17.1 Identification of Hyperdrawers

To partition the nodes into hyperdrawers, three related problems have to be solved:

Problem 1 - Put related nodes into the same hyperdrawer:

The hyperdrawers have to be identified and related nodes have to be grouped together. An easy way to do this for textual nodes is to cluster the nodes by using automatic indexing techniques as described in chapter 1.

Figure I.89 Hyperdrawer hash function F

In order to find an even distribution among the hyperdrawers, we have to identify a hash function F (figure I.89) with the following ideal properties:

• Because of ergonomic and cognitive aspects F should distribute the nodes among the hyperdrawers as equally as possible. Ideally every hyperdrawer should contain the same number of nodes:
  [[universal]] i, k: # elements of hyperdraweri =# elements of hyperdrawerk;
• F should ensure that there are not more than about twenty [17] hyperdrawers, because if there are too many boxes on the screen, it gets too cluttered:
  number of hyperdrawers <= 20;
• F has to group together in one hyperdrawer the most related nodes. This means that the contents of every node have to be analyzed and that a measure for the affinity between nodes has to be defined.

Problem 2 - Name the Hyperdrawers:

Meaningful names for the groups, or hyperdrawers, have to be identified.

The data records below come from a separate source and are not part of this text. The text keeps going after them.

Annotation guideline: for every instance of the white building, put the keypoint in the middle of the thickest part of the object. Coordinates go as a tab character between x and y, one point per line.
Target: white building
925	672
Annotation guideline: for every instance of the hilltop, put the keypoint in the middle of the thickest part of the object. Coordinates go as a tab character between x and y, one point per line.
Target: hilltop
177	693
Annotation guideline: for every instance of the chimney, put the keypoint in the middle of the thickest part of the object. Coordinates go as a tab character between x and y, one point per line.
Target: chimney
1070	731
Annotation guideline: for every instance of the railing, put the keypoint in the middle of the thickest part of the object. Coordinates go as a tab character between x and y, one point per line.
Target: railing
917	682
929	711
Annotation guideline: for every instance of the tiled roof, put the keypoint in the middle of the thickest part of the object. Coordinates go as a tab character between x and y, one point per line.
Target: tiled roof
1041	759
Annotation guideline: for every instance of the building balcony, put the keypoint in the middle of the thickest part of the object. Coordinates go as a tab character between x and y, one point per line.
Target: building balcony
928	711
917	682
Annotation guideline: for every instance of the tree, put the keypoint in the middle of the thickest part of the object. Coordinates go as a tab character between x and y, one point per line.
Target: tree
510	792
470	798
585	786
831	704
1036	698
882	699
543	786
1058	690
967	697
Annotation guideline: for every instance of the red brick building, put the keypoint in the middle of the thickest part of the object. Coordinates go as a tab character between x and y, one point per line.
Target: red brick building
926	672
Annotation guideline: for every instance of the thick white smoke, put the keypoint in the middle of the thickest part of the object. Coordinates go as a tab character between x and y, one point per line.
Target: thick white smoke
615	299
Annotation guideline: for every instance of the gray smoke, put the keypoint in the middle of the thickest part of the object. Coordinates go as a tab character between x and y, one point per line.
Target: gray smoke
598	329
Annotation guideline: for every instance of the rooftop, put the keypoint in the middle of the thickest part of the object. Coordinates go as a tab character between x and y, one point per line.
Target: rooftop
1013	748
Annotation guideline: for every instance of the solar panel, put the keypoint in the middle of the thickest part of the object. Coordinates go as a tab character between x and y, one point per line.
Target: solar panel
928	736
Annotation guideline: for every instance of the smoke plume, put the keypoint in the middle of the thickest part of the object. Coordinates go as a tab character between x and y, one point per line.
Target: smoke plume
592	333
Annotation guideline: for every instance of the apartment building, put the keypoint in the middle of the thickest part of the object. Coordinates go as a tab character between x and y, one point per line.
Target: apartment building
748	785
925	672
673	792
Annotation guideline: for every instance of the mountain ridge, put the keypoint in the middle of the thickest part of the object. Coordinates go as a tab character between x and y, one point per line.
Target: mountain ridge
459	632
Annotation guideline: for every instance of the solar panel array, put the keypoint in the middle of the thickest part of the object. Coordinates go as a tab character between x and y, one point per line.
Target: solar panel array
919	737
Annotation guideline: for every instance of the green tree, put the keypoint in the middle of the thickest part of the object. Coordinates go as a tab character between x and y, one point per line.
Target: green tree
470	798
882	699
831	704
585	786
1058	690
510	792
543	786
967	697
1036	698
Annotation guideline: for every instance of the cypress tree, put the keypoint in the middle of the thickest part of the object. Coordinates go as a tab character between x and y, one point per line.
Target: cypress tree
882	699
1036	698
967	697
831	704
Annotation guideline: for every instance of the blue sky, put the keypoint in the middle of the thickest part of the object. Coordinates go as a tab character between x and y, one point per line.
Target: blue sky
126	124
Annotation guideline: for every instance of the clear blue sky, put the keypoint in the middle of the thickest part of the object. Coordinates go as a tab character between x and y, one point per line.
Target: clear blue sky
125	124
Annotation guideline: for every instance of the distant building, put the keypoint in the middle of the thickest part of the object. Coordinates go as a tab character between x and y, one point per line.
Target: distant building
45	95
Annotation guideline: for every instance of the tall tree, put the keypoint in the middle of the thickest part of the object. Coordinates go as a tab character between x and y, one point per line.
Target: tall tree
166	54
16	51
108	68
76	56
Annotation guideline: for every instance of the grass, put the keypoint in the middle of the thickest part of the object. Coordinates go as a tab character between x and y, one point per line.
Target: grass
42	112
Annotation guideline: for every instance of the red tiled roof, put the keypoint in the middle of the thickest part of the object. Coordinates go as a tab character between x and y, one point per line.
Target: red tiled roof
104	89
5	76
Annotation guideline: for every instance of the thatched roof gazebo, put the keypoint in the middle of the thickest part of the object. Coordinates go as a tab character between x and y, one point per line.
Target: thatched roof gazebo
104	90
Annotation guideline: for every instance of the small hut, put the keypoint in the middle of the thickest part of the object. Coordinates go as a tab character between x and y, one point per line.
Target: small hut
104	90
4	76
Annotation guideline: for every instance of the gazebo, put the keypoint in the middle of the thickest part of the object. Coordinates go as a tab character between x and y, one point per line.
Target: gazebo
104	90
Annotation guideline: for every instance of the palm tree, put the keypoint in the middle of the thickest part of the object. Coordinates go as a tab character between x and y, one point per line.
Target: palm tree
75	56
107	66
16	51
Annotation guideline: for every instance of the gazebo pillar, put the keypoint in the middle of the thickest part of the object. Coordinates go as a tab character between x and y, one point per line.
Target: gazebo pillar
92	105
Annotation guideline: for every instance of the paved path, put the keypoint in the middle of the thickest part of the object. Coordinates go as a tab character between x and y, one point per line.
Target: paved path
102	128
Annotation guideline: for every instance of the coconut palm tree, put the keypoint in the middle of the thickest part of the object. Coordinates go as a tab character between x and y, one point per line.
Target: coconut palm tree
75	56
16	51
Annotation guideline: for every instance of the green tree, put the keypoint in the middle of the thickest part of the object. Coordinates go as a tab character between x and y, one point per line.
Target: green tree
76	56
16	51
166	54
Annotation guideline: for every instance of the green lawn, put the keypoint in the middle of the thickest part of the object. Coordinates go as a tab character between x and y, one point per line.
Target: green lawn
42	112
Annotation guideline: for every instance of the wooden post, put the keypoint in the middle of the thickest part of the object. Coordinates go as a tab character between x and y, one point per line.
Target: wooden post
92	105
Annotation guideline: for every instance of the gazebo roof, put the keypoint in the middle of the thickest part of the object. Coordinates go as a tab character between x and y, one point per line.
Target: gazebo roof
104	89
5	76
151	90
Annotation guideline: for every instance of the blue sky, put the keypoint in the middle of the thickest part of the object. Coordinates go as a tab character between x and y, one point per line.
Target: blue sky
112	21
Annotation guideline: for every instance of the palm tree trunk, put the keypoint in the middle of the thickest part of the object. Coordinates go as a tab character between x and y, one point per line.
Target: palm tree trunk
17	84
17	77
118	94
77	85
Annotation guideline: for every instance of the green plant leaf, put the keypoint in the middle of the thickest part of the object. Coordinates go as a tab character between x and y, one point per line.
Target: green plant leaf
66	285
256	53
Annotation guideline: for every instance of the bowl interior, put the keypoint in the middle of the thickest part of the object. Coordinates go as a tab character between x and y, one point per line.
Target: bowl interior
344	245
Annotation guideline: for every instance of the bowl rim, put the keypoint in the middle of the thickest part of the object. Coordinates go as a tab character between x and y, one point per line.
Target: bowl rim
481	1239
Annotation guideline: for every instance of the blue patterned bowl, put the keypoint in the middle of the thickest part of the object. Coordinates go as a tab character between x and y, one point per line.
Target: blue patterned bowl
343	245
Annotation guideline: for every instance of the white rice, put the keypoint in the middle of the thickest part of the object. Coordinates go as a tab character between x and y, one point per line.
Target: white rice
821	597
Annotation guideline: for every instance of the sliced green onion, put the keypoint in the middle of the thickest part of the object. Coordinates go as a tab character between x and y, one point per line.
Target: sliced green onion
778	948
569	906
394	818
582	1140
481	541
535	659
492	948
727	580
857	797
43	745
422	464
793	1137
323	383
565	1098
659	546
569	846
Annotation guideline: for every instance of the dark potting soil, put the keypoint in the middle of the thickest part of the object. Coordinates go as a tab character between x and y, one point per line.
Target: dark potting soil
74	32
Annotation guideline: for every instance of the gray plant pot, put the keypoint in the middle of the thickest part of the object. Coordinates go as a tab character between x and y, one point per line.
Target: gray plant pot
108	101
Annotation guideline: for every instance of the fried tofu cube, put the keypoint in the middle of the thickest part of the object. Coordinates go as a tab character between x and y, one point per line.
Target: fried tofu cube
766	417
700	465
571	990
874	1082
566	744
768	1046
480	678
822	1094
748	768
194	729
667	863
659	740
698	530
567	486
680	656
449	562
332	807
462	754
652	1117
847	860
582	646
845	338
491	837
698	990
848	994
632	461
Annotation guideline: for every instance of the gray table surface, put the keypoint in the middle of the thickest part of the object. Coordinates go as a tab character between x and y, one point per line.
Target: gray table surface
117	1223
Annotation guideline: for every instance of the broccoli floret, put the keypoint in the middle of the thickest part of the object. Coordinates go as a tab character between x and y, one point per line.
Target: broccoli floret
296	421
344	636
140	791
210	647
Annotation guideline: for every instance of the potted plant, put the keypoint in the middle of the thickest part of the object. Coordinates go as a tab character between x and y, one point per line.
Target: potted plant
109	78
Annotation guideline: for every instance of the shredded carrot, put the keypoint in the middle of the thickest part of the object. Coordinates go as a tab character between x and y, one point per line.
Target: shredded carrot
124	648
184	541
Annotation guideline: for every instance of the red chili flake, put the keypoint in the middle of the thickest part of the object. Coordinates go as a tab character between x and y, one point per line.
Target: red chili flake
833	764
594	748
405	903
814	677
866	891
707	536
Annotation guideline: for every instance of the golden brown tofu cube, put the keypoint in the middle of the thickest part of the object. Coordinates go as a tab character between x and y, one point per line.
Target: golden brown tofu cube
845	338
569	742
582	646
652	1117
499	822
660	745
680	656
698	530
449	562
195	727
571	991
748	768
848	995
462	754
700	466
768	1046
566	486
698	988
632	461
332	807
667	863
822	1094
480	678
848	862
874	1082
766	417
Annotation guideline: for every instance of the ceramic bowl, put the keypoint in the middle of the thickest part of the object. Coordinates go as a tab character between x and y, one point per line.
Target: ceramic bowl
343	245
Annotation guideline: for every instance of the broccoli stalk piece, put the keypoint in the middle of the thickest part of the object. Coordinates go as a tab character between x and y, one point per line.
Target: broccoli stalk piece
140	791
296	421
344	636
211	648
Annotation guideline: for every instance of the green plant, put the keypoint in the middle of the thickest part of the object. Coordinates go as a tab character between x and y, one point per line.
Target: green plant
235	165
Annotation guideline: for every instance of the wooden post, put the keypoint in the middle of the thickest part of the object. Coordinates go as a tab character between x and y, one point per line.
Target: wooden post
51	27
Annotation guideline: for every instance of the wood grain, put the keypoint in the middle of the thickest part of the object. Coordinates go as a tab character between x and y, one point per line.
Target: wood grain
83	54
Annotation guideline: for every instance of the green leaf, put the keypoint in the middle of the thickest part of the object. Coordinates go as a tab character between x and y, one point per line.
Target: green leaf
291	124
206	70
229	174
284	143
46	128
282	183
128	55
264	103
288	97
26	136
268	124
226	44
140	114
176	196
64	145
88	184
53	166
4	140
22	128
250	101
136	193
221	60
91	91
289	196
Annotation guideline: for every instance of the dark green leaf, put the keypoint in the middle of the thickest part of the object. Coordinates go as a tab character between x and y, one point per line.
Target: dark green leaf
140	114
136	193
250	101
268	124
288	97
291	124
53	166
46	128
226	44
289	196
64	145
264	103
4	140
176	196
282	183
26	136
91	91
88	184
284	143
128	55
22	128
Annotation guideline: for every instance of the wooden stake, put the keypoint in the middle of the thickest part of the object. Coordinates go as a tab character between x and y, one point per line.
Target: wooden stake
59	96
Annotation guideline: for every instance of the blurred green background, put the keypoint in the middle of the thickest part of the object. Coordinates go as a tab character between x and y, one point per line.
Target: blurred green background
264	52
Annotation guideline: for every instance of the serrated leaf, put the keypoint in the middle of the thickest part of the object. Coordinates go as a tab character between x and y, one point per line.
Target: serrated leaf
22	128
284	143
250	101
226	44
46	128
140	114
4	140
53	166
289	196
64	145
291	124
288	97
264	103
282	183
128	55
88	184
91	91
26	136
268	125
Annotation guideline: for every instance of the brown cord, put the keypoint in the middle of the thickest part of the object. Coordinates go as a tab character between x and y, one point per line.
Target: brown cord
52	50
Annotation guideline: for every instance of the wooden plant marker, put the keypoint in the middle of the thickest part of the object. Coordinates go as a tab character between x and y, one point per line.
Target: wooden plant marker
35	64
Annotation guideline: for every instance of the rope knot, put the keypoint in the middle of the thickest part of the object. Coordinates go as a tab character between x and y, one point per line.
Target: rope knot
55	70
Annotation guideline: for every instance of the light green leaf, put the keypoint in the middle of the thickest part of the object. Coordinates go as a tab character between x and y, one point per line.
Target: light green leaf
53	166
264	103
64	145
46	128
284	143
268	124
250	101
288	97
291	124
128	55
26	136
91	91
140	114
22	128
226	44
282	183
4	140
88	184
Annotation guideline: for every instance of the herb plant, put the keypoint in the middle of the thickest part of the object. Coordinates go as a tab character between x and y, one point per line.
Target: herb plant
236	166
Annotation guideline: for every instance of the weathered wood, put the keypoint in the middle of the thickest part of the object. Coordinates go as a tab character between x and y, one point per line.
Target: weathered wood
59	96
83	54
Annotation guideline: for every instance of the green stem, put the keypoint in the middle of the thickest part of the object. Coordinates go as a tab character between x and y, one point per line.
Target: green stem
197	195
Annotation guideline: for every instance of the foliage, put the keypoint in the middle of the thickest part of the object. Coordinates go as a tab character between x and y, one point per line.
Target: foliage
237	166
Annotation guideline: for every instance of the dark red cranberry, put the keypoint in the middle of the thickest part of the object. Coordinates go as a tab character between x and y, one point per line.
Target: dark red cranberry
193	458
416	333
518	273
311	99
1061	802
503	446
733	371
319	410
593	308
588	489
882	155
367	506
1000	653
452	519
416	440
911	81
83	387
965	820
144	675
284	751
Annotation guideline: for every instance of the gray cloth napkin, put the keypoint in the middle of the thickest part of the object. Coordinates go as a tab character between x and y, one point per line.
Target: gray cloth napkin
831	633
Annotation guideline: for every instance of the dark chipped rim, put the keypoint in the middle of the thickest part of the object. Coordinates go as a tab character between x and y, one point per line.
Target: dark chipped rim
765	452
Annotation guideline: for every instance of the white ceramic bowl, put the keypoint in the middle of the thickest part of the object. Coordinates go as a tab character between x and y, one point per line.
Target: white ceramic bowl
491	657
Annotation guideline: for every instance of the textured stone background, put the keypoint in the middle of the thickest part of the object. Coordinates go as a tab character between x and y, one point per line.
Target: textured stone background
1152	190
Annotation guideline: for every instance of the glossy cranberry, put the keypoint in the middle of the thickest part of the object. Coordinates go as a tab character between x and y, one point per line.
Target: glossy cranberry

Problem 3 - Identify the Topology:

After the hyperdrawers and the partitioning hash function F have been found, the hyperdrawers have to be drawn in the CYBERMAP in as an informative and aesthetically appealing manner as possible. The easiest approach would be to distribute the hyperdrawers at random on the map. Ideally, however, one would like to put more information about the structure of the document into the CYBERMAP. Therefore the document structure has to be identified based on an analysis of the contents of the document. The linking structure of the hyperdrawers has a priori nothing to do with existing links in the hyperdocument.